We were in the middle of a crowd of oaks and the stars didn’t shine too deep there. I looked around and nodded, unimpressed.

“Where do you think our land is?” he asked.

“Don’t have any,” I said.

“Who told you that?”

I wasn’t so much interested in looking at the trees, which seemed scrubby and no-count to me, or the way the dirt buckled up and crawled over roots and dipped thirsty under creeks. So what if this was Master’s land? I didn’t know what to call the birds, or which flowers smelled like sugar and which like rotten cheese. What I was watching was Primus, who shone there in the night and who was the same flesh as me but bolder. He had just lost the little rounded belly of being young and was now straight and strong, already with angry eyes that I tried to mimic, practicing on our sisters, who said I looked sick to my stomach. I admired every inch of him, most of all what I didn’t understand, the secrets of him. I supposed he felt the same about what was past the far fences of the tobacco fields, the blank spaces being always the spaces that can be filled by whatever’s overflowing in ourselves.

We walked out to the edge of the forest where a fence poked around the farthest trunks, cutting off the master’s farm from the clear hills that loped down to the river that fed into the Nottoway, or maybe that glint of silver was the Nottoway — no one ever told us names. You could see a long way here, and though I didn’t mind one way or another how far I could see, Primus’s eyes grew slow and wide at all the land before him.

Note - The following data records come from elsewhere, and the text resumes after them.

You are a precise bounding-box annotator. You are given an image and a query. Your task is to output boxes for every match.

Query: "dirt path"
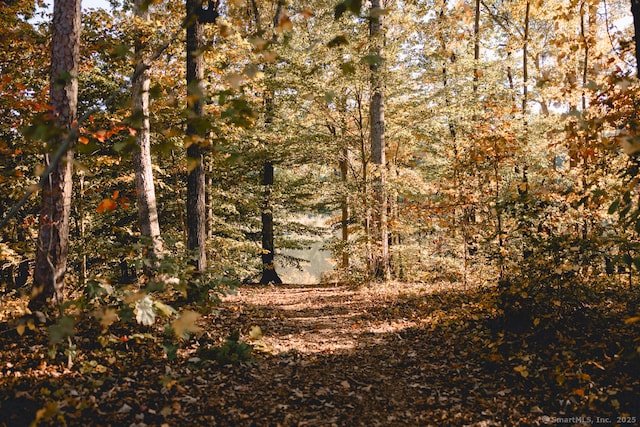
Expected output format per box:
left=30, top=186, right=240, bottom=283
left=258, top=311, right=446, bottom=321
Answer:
left=195, top=286, right=528, bottom=426
left=0, top=284, right=640, bottom=427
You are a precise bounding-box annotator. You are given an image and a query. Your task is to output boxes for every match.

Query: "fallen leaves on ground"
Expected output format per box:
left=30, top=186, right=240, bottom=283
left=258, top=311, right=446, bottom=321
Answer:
left=0, top=284, right=640, bottom=426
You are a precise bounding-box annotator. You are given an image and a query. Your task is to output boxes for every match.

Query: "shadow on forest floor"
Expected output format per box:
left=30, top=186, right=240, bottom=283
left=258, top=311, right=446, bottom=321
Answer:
left=0, top=284, right=640, bottom=426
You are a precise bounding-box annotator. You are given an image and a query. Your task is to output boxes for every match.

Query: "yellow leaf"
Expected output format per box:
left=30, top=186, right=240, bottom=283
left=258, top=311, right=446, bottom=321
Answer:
left=96, top=199, right=118, bottom=213
left=94, top=308, right=118, bottom=329
left=171, top=310, right=200, bottom=338
left=278, top=15, right=293, bottom=33
left=249, top=326, right=262, bottom=341
left=262, top=50, right=278, bottom=62
left=513, top=365, right=529, bottom=378
left=624, top=316, right=640, bottom=325
left=227, top=73, right=244, bottom=89
left=300, top=7, right=314, bottom=19
left=187, top=159, right=200, bottom=173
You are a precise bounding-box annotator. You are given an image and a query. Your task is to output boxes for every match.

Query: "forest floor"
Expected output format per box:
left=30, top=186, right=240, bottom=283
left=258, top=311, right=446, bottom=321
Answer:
left=0, top=284, right=640, bottom=426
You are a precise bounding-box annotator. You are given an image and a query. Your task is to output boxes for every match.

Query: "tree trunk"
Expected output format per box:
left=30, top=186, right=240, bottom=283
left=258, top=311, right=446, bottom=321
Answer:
left=253, top=0, right=284, bottom=285
left=30, top=0, right=81, bottom=308
left=260, top=162, right=282, bottom=285
left=369, top=0, right=391, bottom=280
left=339, top=145, right=349, bottom=270
left=631, top=0, right=640, bottom=77
left=187, top=0, right=207, bottom=272
left=132, top=0, right=162, bottom=259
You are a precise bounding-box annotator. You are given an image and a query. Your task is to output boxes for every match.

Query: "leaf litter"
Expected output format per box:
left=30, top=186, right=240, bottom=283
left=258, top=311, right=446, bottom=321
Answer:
left=0, top=284, right=640, bottom=426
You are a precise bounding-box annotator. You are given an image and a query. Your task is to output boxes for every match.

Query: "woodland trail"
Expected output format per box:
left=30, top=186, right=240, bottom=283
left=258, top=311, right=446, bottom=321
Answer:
left=0, top=284, right=640, bottom=427
left=198, top=284, right=541, bottom=426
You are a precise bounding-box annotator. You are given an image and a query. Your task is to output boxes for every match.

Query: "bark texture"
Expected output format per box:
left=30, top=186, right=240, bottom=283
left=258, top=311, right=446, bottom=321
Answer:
left=253, top=0, right=284, bottom=285
left=31, top=0, right=81, bottom=307
left=631, top=0, right=640, bottom=77
left=132, top=0, right=162, bottom=259
left=187, top=0, right=207, bottom=272
left=369, top=0, right=391, bottom=280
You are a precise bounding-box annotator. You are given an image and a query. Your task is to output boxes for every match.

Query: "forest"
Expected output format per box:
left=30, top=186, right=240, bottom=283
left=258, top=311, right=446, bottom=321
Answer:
left=0, top=0, right=640, bottom=427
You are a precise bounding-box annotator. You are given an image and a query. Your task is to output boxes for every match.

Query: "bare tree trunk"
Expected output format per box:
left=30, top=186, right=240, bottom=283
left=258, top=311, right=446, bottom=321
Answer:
left=253, top=0, right=284, bottom=285
left=369, top=0, right=391, bottom=280
left=30, top=0, right=81, bottom=307
left=187, top=0, right=207, bottom=272
left=631, top=0, right=640, bottom=77
left=339, top=143, right=349, bottom=270
left=260, top=162, right=282, bottom=285
left=132, top=0, right=162, bottom=259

It was thick night by now, but we were lit by the water and the speckling stars and the little campfires that showed in dots where humans were.

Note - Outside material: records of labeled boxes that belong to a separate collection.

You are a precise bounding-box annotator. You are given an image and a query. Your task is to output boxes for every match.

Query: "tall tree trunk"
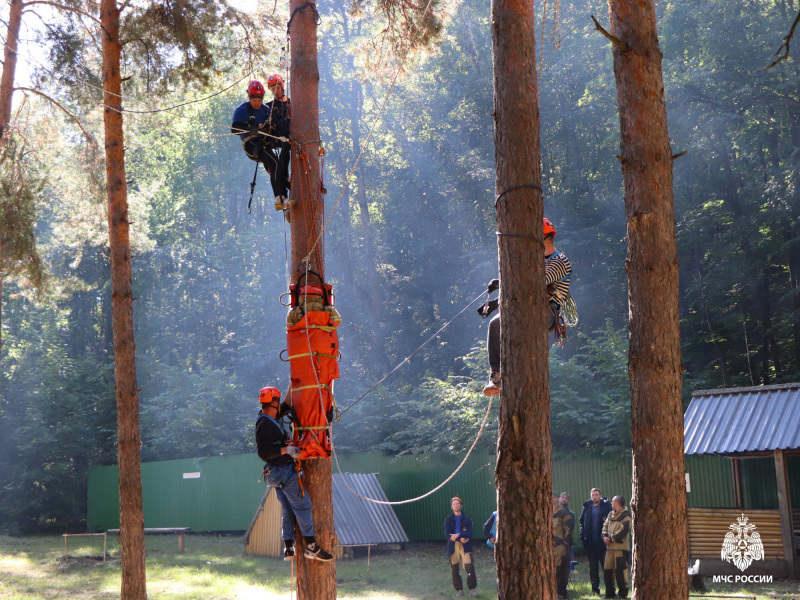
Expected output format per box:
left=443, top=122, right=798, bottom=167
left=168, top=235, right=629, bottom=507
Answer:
left=608, top=0, right=689, bottom=600
left=0, top=0, right=22, bottom=357
left=492, top=0, right=556, bottom=600
left=0, top=0, right=23, bottom=139
left=100, top=0, right=147, bottom=600
left=289, top=0, right=336, bottom=600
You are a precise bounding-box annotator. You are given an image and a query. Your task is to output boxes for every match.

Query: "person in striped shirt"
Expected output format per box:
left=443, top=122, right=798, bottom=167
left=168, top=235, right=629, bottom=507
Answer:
left=478, top=218, right=572, bottom=396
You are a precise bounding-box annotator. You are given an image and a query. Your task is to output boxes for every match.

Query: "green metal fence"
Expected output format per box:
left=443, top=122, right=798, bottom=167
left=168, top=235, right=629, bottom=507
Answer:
left=87, top=451, right=752, bottom=540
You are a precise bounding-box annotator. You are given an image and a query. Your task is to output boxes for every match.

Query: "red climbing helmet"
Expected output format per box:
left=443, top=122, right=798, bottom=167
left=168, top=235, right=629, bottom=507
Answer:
left=247, top=76, right=272, bottom=98
left=258, top=386, right=281, bottom=404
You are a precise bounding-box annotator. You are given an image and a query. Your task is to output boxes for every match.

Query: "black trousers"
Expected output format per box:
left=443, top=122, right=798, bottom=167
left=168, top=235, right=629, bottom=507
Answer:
left=244, top=138, right=292, bottom=197
left=556, top=554, right=570, bottom=598
left=603, top=551, right=628, bottom=598
left=486, top=311, right=556, bottom=373
left=450, top=562, right=478, bottom=591
left=583, top=541, right=606, bottom=592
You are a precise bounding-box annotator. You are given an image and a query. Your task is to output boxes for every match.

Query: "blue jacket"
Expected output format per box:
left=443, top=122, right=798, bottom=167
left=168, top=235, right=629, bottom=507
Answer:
left=231, top=102, right=269, bottom=139
left=444, top=511, right=472, bottom=556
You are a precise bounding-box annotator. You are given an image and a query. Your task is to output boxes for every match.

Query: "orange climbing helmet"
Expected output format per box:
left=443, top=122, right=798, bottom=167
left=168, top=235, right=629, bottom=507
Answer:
left=542, top=218, right=556, bottom=237
left=258, top=388, right=281, bottom=404
left=267, top=73, right=283, bottom=87
left=247, top=80, right=264, bottom=98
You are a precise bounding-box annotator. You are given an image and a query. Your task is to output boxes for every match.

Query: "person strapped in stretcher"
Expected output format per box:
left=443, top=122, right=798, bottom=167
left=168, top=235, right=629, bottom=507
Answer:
left=256, top=387, right=333, bottom=561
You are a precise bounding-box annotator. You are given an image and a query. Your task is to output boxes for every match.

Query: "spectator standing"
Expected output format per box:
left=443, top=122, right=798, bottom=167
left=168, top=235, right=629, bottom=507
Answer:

Primus kicked at one of the fence posts, which were linked together with half-rotten split rails, and when it leaned away from him, he looked at me with a boyishness that didn’t much show in his face those days. He began kicking again, and I knew, so I started pulling from the top, and between the two of us we levered the post onto its side, the rails collapsing. I would do anything with him, would never need an explanation. We went along, post by post, and wobbled each one out of its hole, pushing and pulling until we were sweaty with laughing, until a whole stretch of them, maybe a quarter-mile long, were lying belly-up on the ground. Now we could run from the master’s land to the open land and back, hopping over a tangle of wood, whooping like we had caught a buffalo, or something larger. When we were winded and collapsed, him on the far side, me on the near, he laughed and said, “ This is our land.”

He drew a kind of vision then, and it was so filled with real things that I knew he’d been dreaming it for years. He was the oldest and didn’t have anything to look up to, the way I did. His farm was spread out, he said, far to the west, empty of trees or fields or crops, and in place of tobacco or cotton there’d be cows, calm lowing things that would grow fat with him taking such good care of them. To get around, he’d have a donkey, not a horse, and he’d train it to know its own name so he could call it from the porch and it’d come trotting up and he’d hop on without ever getting his feet in the mud. (There was mud there, just as there was mud everywhere.)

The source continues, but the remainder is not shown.